Jack Health Blog
November 2nd, 2021 By Jimmy Doucette
For a long time, the default medical congress content strategy was to cast a wide net. Be in enough places, and you’re bound to touch enough people to make it worthwhile.
But that was only true when “those places” were housed in the same location – for example, a convention center. Noise bounced off concrete walls for a week straight; audiences showered with overt and discrete messaging until we caught their attention.
Remove those walls, and we’re making noise in a void – demanding consideration against overflowing inboxes, dogs who need a walk, kids who need a snack, and the next episode of Ted Lasso.
What do we do now?
AMPLIFY THE RIGHT MESSAGE
In building a content strategy for congresses, my best piece of advice for clients is more of a challenge, simple in theory but difficult in practice: Stop competing with yourself.
As marketers, we know how to engage our audiences with precision across a multitude of channels. But with so much to say, so many tools at our disposal, and so many stakeholders involved, congresses can feel unwieldy. And that’s because there is so much going on.
Yes, the exhibit is typically the cost of entry, and as a result, the most visible, measured, and scrutinized vehicle of content. But we engage our audiences in so many other ways for those few days leading up to and during the event:
- Exhibit, business lounges and hospitality suites
- Speaker programs and scientific sessions
- Media opportunities
- CME programs
- Product theaters
- Posters and data presentations
- KOL / thought leadership engagement programs
- Association, fellow, and corporate sponsorships
- Rep / field details
- Med affairs engagement and reporting
- Pre-, during-, post-event: social, digital, advertising, direct, and indirect marketing
It’s easy to see how our core messages can get fragmented and diluted, primarily because many of those tactics target different stakeholders, have competing objectives, and get muddled by complicated compliance guidance. And to make things even more complicated, each of these tactics can potentially be found on-site, online, or on-demand.
So, to keep our presence focused, we must hone in on creating a meaningful cadence around even more laser-focused messaging.
What’s the most exciting thing I can tell my audience that they want to hear? If a member of my audience bumps into a colleague, what will make them say, “Hey! You have to check out Jack Health because…?” How will they finish that sentence?
Those key messages become the thread that ties our congress content strategy (and those tactics) together.
MEET THEM WHERE THEY ARE
The simplest definition of an event is something that happens during a specific time at a specific place.
Like many things, the pandemic changed that expectation, and the concept of an “always-on” event is beginning to enter our lexicon.

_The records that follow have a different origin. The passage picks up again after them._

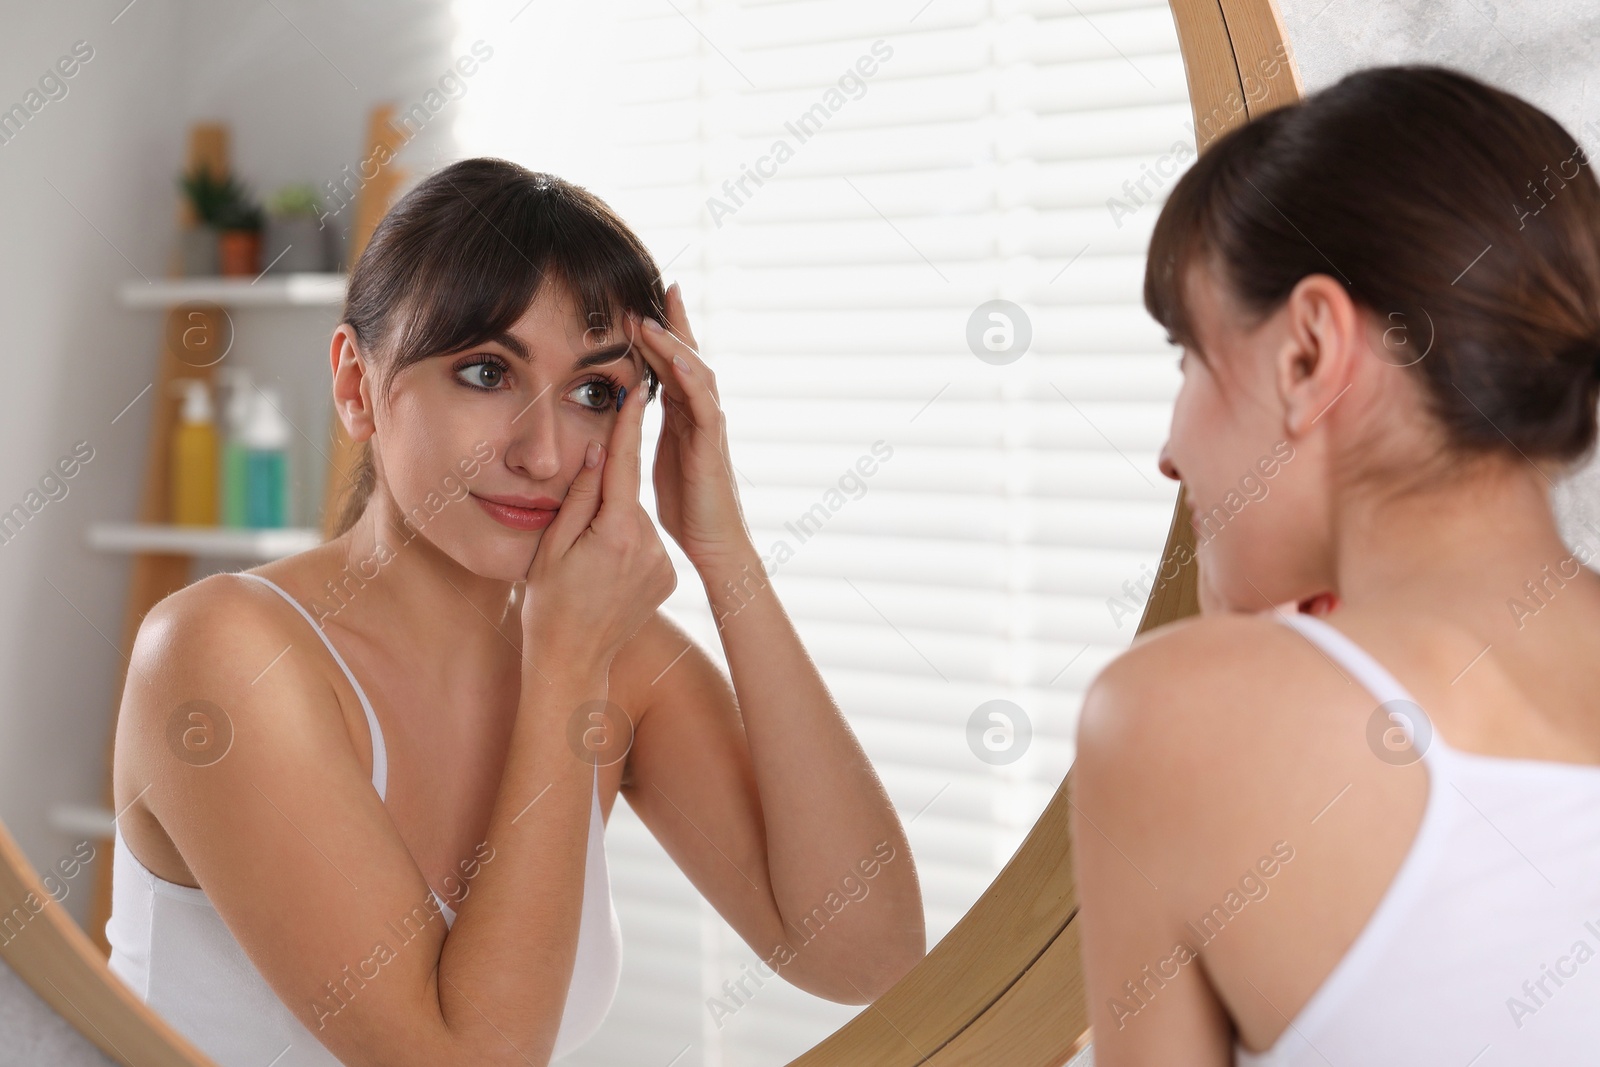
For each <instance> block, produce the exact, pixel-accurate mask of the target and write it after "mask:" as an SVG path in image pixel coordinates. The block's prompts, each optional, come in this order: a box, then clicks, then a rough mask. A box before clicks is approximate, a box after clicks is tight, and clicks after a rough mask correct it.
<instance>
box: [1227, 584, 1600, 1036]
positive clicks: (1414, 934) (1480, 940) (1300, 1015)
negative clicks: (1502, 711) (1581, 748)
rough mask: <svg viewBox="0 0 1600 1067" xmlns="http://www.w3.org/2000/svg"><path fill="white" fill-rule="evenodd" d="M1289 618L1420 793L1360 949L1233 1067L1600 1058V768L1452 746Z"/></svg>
mask: <svg viewBox="0 0 1600 1067" xmlns="http://www.w3.org/2000/svg"><path fill="white" fill-rule="evenodd" d="M1282 621H1283V622H1286V624H1291V625H1293V627H1294V629H1296V630H1298V632H1299V633H1301V635H1302V637H1306V638H1307V640H1309V641H1312V643H1314V645H1317V646H1318V649H1320V651H1322V653H1325V654H1326V656H1328V657H1330V659H1331V661H1333V662H1334V664H1336V665H1338V667H1339V669H1341V670H1344V672H1346V673H1347V675H1349V677H1350V678H1352V680H1354V681H1355V683H1357V685H1360V686H1363V688H1365V689H1366V691H1368V693H1370V694H1371V697H1373V702H1374V709H1376V710H1381V712H1382V715H1384V718H1387V720H1389V723H1387V725H1386V723H1384V720H1376V718H1374V728H1373V731H1371V734H1370V736H1371V737H1373V742H1374V755H1378V757H1379V760H1384V761H1390V760H1392V761H1394V763H1395V765H1405V763H1411V761H1419V763H1421V765H1422V766H1424V768H1426V771H1427V777H1429V792H1427V801H1426V808H1424V813H1422V817H1421V822H1419V824H1418V827H1416V832H1414V837H1413V841H1411V845H1410V848H1408V849H1406V856H1405V861H1403V864H1402V867H1400V869H1398V872H1397V873H1395V877H1394V880H1392V881H1390V885H1389V886H1387V889H1386V891H1384V894H1382V897H1381V901H1379V904H1378V907H1376V909H1374V910H1373V913H1371V915H1370V917H1368V920H1366V923H1365V925H1363V926H1362V931H1360V934H1358V936H1357V939H1355V941H1354V944H1352V945H1350V947H1349V949H1347V950H1346V953H1344V955H1342V957H1341V960H1339V963H1338V965H1336V968H1334V969H1333V971H1331V973H1330V974H1328V976H1326V977H1325V979H1323V982H1322V984H1320V985H1318V987H1317V992H1315V993H1314V995H1312V998H1310V1000H1309V1001H1307V1003H1306V1005H1304V1006H1302V1008H1301V1009H1299V1011H1298V1013H1296V1014H1294V1017H1293V1022H1290V1024H1288V1025H1286V1027H1285V1029H1283V1032H1282V1033H1280V1037H1278V1038H1277V1040H1275V1041H1274V1043H1272V1046H1270V1048H1269V1049H1267V1051H1264V1053H1261V1054H1254V1053H1250V1051H1248V1049H1245V1048H1243V1046H1242V1045H1240V1046H1235V1053H1237V1059H1235V1062H1237V1064H1240V1065H1242V1067H1291V1065H1293V1067H1298V1065H1301V1064H1306V1065H1310V1064H1325V1062H1334V1064H1339V1062H1349V1064H1370V1062H1382V1061H1395V1062H1413V1064H1426V1062H1438V1064H1474V1062H1478V1064H1485V1065H1486V1064H1514V1062H1515V1064H1557V1062H1568V1059H1570V1056H1571V1053H1573V1049H1578V1048H1600V965H1597V966H1595V968H1592V969H1589V973H1586V969H1584V965H1586V963H1587V961H1589V960H1592V958H1594V957H1595V955H1597V952H1600V763H1594V761H1590V763H1574V761H1565V760H1560V761H1558V760H1549V758H1542V760H1536V758H1512V757H1498V755H1482V753H1475V752H1464V750H1461V749H1456V747H1454V745H1451V744H1448V742H1446V741H1445V737H1443V736H1442V734H1440V733H1438V731H1437V729H1434V725H1432V723H1430V720H1429V718H1427V717H1426V713H1422V712H1421V710H1419V705H1418V704H1416V701H1414V699H1413V696H1411V693H1408V691H1406V689H1405V688H1403V686H1402V685H1400V683H1398V681H1397V680H1395V678H1394V675H1392V673H1389V670H1387V669H1384V667H1382V664H1379V662H1378V661H1376V659H1374V657H1373V656H1371V654H1370V653H1366V651H1365V649H1363V648H1362V646H1360V645H1357V643H1355V641H1352V640H1350V638H1347V637H1346V635H1344V633H1342V632H1339V630H1338V629H1336V627H1333V625H1330V624H1328V622H1323V621H1322V619H1317V617H1314V616H1307V614H1294V616H1282ZM1397 731H1400V733H1402V736H1395V734H1397ZM1568 982H1571V989H1568Z"/></svg>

We’ve attended ASCO from our living rooms without stepping foot in O’Hare, and many of us have crammed in a pre-recorded, on-demand session or two, after lights-out, possibly in our PJs with a stack of Oreos in hand.
Congress content is more available than ever before. And while that aligns with the ways our audiences consume content, it also means we need to think about things a little differently.
First, we must approach in-person, online, and on-demand engagements with our audiences as part of a cadence. It’s not out of the realm of possibility that we may engage with a single person all three ways.
Second, we need to produce congress content with a shelf-life far longer than four or five days. Gone are the days where a congress window is fixed in terms of time and location.
And finally, successful marketers will find ways to use in-person and online tactics differently, for the same event. That’s not a contradiction. It’s a real challenge.
Because HCPs engage with content differently, whether they’re in person or online. To be successful, we must become experts in the user experience they expect and the content they may be looking for, based on the platform they’re using to engage.
The teams willing to innovate now will set the bar high and will define what the future will look like. And what’s most exciting than that?